The invention can in principle also be applied to 16-bit central units and 32-bit central units, in particular in the case where the word width that can be processed by the CPU is arbitrary. In that case, the shift register should just have a corresponding length.

The possible progression of the test proceeds as follows: First, the tester sends a logic "0" to indicate the start of data transfer. Thereby, the counter Z is released indicating that one byte can be collected after eight clocks each. The CPU can experience this with a special signal, but it is possible to set the time interval by software as accurately as possible. Before that, the address counter of the X-RAM is set to its beginning in a wait loop, where the CPU waits for the start of the transfer. After the transfer, the test routine is called first, and then the CPU jumps back into the receive-wait loop.

It is possible to continue operating the counter Z during the rest period between the two transmissions. Thereby the internal signal is combined with the system clock C1 having the contents of the shift register SR for eight clocks, for example, through an arbitrary function such as XOR (collecting step) and sent out for the next eight clocks (sending step). This combination is indicated by a double arrow from the shift register SR to the XOR-gate. In practice, the output signal of the shift register SR is back-coupled to the input of the register via XOR. XOR can be controlled by the CPU and switched on and off for encryption purposes. This is indicated by the arrow Pf. For each acquisition step this process can be interrupted by the start bit, so that a new data flow can be received as a result. The connection of the contents of the shift register SR and the internal signal during the acquisition phase has two reasons. On the one hand all eight values linked by the collection stage can thereby be checked for its accuracy; On the other hand, the original signal is no longer transmitted to the outside world, making it impossible to exploit the information for potential attackers.

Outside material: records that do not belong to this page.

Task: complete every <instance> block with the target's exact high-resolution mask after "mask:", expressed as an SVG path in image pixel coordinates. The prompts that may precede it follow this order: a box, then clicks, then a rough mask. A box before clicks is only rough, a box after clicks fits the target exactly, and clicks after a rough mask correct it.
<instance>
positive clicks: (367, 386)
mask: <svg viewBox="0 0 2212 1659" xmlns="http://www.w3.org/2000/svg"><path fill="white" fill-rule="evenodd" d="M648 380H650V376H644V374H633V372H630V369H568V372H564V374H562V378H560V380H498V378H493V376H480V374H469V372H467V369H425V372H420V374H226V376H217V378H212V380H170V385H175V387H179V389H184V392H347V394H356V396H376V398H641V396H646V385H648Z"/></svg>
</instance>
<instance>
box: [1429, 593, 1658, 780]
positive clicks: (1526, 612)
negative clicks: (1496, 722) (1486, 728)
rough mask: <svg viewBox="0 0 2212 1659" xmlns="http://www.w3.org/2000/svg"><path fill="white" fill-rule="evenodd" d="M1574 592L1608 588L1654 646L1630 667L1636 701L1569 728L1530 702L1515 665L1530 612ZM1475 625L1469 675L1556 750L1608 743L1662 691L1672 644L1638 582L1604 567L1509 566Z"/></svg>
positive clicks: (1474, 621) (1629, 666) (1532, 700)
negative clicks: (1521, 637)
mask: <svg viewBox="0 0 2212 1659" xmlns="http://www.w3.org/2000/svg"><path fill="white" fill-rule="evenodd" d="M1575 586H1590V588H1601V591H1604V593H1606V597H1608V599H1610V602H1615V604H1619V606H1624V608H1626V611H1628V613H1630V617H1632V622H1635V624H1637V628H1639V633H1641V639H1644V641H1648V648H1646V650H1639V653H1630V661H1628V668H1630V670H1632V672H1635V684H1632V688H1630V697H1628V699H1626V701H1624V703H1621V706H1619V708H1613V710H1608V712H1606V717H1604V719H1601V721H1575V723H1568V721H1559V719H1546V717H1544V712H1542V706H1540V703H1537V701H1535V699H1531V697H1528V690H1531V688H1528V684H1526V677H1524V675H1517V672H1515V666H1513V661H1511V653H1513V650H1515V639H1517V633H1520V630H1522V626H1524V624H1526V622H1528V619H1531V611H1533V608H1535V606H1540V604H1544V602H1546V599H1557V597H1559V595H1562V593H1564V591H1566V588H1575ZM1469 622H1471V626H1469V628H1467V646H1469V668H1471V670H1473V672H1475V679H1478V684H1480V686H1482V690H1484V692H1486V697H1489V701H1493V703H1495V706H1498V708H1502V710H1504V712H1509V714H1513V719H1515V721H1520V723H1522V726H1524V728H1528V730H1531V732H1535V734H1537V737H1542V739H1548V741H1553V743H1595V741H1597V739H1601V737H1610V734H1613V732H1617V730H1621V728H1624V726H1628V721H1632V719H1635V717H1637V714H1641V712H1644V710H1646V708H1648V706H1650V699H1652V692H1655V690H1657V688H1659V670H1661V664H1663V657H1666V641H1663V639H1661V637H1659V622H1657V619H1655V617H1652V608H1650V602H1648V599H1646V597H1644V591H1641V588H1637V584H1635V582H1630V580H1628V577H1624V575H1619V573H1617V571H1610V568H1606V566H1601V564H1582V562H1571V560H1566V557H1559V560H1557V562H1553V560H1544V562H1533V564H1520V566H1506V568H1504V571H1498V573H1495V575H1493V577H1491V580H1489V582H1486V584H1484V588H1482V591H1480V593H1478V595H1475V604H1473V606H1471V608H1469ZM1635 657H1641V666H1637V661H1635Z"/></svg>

This preferred refinement improves the satisfaction of the test and allows earlier recognition of the defective chip if a defect can be recognized in the observed internal signal.

Claims (8)

An integrated circuit comprising a CPU, a user-ROM and a bus connecting the elements, Similarly, a test-ROM connected to the bus and whose address space is inside the user-ROM address space, a CPU-external RAM (XRAM) connected to the bus, and a switching means that only allow access to the user-ROM or test-ROM ( MUX). It includes a CPU, a user-ROM, and a bus that connects the devices, and access to an integrated circuit is only possible through at least one serial input port / output port (I / O), and internal serial / parallel of the input data. In an integrated circuit configured to perform program-controlled parallel / serial conversion of data to be converted and outputted by the CPU, Similarly, a test-ROM, a CPU-external RAM (XRAM), which is connected to the bus and whose address space is inside the user-ROM-address space, and a switching means (MUX) which only allows access to the user-ROM or test-ROM Integrated circuit comprising a. The method according to claim 1 or 2, And said switching means (MUX) can be irreversibly displaced with only allowing access to the user-ROM. The method of claim 2 or 3, An integrated circuit, characterized in that a serial input port / output port (I / O) for serial / parallel conversion can be further connected to an internal bus via an enable and disable shift register (SR). The method of claim 4, wherein And the deactivation of the shift register SR can be performed irreversibly. The method of claim 4, wherein The shift register (SR) is back-coupled through a logic gate (XOR). A method for testing an integrated circuit comprising a CPU, a test-ROM, and a CPU-external RAM, the method comprising Operating a test start program set in the test-ROM after a power-on-reset, Controlled by the test initiation program to fill test routines into RAM and to execute there from the CPU, and -Erasing the test routine in the RAM after the end of the test and irreversibly inhibiting the execution of the test start program set in the test-ROM. The method of claim 7, wherein And writing test routines into RAM through serial input port / output port (I / O) and connectable serial / parallel-converter.